Identifying all the servers on the web running default versions of Microsoft Internet Information Services (ISS) 5.0 is as simple as running the query "allintitle: Welcome to Windows 2000 Internet Services." The response page provides a hackers' shopping list of vulnerable sites.
Google will provide a list of all the sites running default software when you add the title of the software default page after the query: "allintitle:." For example, do you want a list of all the sites running on a default version of Netscape Enterprise Server? If so, simply run the query "allintitle: Netscape Enterprise Server Home Page." The response page should keep you busy for some time with links to servers that bear default pages similar to the one pictured overleaf.
As if this was not enough, the Google engine will also locate poorly administered sites by specifically searching for URLs with default settings indicating manuals, help pages or sample programs for a software. This can be done by running the query "inurl:" with the URL-indicated title page of the default page (software manual, help page or sample program) you are looking for. The response page will list all web servers currently running manuals, say, for the software you might be looking to exploit.
Identifying CGI scanning directories
By far one of the scarier features of the Google engine is its ability to locate "CGI" or "web" scanning directories containing sample software code or vulnerable files. These scanning tools store vulnerabilities they have identified in commonly named files.
By using either the "index.of" or "inurl" operators, and then attaching the desired target directory or file name, a hacker can locate a veritable pirates' treasure of vulnerable targets.
For example, the Google query "allinurl:/cgi-bin/finger.cgi" would return pages of directories from cached Google servers holding files of the results of "finger" profiling commands.

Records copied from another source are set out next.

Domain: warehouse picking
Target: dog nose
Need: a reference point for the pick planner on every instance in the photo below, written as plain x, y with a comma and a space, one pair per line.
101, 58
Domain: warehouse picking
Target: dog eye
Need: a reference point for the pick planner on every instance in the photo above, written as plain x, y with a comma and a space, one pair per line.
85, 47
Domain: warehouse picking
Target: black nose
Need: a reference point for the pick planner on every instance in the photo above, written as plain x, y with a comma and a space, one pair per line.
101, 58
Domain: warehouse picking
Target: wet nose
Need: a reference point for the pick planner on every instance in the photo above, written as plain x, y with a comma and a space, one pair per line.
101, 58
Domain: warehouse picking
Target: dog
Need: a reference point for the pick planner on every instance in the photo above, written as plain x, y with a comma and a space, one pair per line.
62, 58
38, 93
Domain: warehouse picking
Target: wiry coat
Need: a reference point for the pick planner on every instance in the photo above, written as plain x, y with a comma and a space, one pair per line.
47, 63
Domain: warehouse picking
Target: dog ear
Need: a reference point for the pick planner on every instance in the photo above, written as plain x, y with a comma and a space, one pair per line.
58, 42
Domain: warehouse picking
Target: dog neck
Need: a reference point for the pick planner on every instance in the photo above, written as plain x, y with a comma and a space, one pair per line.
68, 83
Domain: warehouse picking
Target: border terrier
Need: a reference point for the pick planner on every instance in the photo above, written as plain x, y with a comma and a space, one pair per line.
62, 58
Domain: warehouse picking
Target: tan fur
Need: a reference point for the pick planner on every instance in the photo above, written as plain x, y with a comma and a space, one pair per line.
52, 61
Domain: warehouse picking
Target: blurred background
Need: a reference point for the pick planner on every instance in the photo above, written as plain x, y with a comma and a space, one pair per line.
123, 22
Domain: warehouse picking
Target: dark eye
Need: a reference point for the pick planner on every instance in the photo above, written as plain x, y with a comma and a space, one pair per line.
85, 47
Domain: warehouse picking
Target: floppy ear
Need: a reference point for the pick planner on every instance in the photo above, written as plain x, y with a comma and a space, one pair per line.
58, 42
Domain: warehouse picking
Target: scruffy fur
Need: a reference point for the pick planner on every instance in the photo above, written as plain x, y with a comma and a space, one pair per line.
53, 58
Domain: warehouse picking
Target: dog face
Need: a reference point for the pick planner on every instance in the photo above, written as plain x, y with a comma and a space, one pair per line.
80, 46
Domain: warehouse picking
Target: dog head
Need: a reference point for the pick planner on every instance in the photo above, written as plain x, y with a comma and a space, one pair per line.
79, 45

The queries can and do produce password files to the able Google hacker.
In fact, the Google web scanning queries have become automated, and are available for downloading from hacker chat and websites. It really doesn't get any easier than that.
Once again, because this target information is pulled from cached Google files instead of live web servers, the exposure to the potential hacker is nil. And if you are a bad guy – it doesn't get any better than that. It like casing a house you are going to rob and not even having to drive through the neighborhood.
Finding sensitive data
Finally, Google search operators are excellent at finding sensitive information and files that just should not be on the web in the first place. Because Google can search for and through certain types of documents for specific words, it can be used to attempt to locate any permutation you can imagine. If you don't think so, just try running an operator query such as "inurl:backup" and see how many people are storing the backups of their web servers or personal computers online.

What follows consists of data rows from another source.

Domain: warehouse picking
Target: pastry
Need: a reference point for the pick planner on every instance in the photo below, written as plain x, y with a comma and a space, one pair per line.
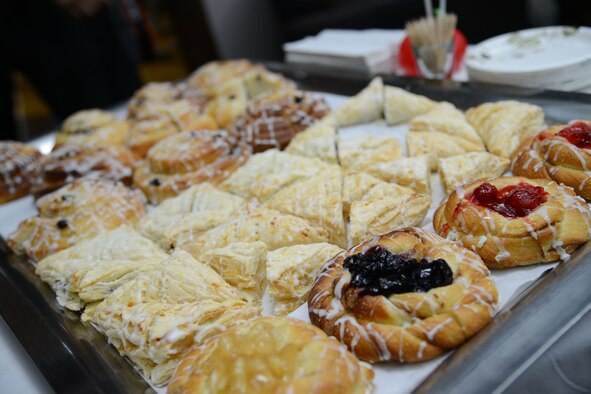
272, 355
242, 265
375, 207
411, 172
442, 132
367, 106
291, 272
272, 121
162, 314
319, 199
77, 211
560, 153
515, 221
474, 166
189, 158
400, 106
70, 162
90, 270
406, 296
265, 173
273, 228
92, 127
20, 170
317, 141
197, 209
363, 152
161, 120
504, 125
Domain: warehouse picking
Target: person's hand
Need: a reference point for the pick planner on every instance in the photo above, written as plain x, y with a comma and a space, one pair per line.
82, 9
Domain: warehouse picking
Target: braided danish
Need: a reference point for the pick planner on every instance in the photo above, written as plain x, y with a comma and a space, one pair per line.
406, 296
77, 211
189, 158
92, 127
20, 170
513, 221
560, 153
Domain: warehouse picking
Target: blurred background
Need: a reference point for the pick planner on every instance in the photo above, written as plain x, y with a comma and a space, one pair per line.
59, 56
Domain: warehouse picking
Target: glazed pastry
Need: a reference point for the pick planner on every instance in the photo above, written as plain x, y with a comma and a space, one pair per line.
162, 314
442, 132
20, 170
242, 265
367, 106
319, 199
192, 212
317, 141
475, 166
560, 153
272, 121
161, 120
70, 162
77, 211
504, 125
92, 127
272, 355
90, 270
273, 228
189, 158
291, 272
376, 207
361, 153
514, 221
406, 296
411, 172
400, 106
265, 173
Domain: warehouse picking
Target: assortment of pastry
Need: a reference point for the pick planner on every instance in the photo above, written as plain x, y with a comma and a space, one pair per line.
263, 202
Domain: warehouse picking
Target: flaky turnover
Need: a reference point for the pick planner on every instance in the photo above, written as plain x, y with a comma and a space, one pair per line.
189, 158
272, 355
406, 296
513, 221
560, 153
77, 211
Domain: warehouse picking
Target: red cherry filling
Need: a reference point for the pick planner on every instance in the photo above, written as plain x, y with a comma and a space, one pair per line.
511, 201
578, 134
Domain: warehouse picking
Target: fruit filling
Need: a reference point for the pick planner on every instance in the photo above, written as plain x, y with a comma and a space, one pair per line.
511, 201
380, 272
578, 134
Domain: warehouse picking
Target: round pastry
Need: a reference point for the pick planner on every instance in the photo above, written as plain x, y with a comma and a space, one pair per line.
189, 158
273, 120
405, 296
70, 162
161, 120
92, 127
79, 210
513, 221
20, 170
271, 355
562, 153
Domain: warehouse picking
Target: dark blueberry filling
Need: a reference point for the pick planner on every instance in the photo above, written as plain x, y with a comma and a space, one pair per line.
380, 272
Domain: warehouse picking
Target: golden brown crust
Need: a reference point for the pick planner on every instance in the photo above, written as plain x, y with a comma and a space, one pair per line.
273, 120
549, 156
20, 170
551, 232
406, 327
79, 210
189, 158
92, 127
272, 355
70, 162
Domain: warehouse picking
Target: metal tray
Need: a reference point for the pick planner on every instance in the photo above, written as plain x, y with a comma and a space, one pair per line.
74, 357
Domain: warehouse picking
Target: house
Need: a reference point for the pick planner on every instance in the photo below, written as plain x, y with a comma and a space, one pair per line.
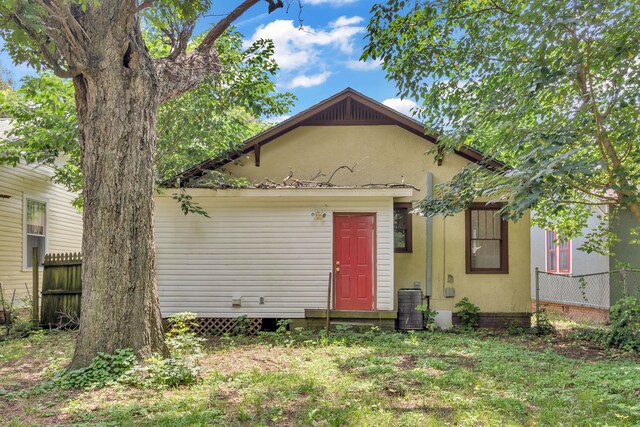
331, 192
582, 285
34, 211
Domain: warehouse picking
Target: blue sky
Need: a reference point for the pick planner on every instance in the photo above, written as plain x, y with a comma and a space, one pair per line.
316, 60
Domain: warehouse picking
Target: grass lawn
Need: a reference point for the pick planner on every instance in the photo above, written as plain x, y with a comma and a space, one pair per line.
359, 380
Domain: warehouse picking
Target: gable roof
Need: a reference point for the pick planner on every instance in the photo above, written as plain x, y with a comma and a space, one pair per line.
346, 108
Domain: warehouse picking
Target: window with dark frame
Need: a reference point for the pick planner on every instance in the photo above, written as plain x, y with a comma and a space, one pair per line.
558, 254
402, 227
487, 244
35, 230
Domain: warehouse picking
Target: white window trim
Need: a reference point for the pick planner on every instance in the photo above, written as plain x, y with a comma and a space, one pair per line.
26, 197
557, 255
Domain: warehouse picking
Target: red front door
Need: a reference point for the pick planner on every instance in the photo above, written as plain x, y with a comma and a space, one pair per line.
353, 261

A query of: "inurl:admin" can find admin directories and subsequent variations and sub queries will produce truly scary results. My personal favorite is "inurl:admin filetype xls password," which produces exactly what you think it does.
Examples of this type of low-hanging fruit are found posted on dozens of sites that preach and practise Google hacking. In fact, if you look for it, the web is filled with sites posting "Googleturds" found by "Googledorks" using "GooScans" and "GooPots."

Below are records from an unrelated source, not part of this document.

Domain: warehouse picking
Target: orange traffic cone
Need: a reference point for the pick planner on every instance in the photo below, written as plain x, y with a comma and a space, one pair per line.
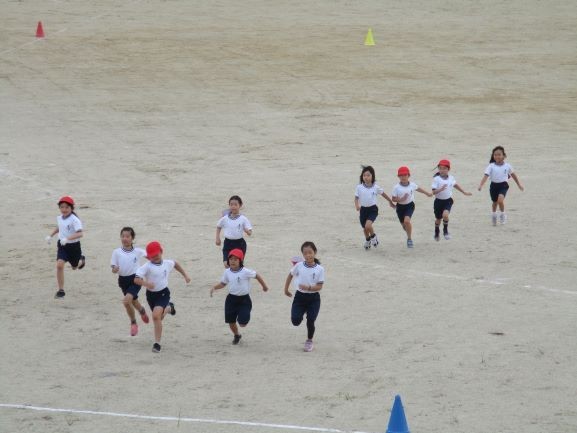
39, 30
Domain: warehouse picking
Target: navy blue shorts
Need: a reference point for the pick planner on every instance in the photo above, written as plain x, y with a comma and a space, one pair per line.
231, 244
70, 253
127, 285
497, 189
368, 214
237, 308
440, 206
305, 303
405, 210
158, 299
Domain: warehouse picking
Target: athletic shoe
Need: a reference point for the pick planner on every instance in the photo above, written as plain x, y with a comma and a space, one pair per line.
144, 316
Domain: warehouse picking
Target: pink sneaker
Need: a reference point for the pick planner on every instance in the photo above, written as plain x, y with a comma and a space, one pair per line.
144, 316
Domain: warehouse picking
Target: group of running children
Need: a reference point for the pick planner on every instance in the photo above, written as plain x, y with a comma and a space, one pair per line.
307, 272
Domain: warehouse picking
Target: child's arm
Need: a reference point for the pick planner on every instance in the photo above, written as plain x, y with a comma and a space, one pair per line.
458, 188
218, 229
142, 282
517, 181
386, 197
262, 283
422, 191
217, 287
316, 288
485, 177
182, 272
287, 284
71, 238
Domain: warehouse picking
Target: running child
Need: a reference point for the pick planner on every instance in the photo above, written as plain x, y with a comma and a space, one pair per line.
443, 184
404, 195
499, 172
235, 225
366, 204
309, 278
238, 304
69, 231
125, 262
154, 276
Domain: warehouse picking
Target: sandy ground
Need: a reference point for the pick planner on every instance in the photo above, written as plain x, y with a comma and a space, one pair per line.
152, 113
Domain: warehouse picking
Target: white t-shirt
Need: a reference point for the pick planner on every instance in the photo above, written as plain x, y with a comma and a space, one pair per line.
156, 273
400, 190
128, 261
438, 183
307, 275
499, 173
234, 227
238, 281
68, 226
367, 195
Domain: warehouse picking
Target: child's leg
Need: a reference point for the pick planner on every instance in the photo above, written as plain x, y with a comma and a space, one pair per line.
157, 315
408, 226
127, 302
60, 273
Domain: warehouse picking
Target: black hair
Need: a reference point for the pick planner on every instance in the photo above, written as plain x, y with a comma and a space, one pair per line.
128, 229
501, 148
311, 245
371, 170
237, 198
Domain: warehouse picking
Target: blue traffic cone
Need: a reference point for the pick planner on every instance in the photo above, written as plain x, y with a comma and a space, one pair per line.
398, 422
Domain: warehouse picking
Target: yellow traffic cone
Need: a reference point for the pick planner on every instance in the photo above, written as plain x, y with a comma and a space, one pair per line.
369, 41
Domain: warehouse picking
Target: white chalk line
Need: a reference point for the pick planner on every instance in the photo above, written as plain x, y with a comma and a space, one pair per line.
175, 418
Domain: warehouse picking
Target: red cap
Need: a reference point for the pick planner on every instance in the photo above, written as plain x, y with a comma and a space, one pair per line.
444, 163
66, 199
153, 249
237, 252
402, 171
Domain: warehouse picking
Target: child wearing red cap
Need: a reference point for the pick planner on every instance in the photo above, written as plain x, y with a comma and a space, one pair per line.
234, 225
69, 231
125, 261
443, 184
154, 276
404, 195
366, 204
309, 279
499, 172
238, 304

Google hacking is popular for three reasons – it's simple, it works and it is very discreet (a strong attraction for the serious hacker).
Like Ninjas, real hackers like to get in and get out of a target without leaving so much as a fingerprint behind. Google hacking allows them to assess targets and design an effective attack from a safe distance before penetrating them.
A skilled Google hacker is limited only by his imagination in using the engine.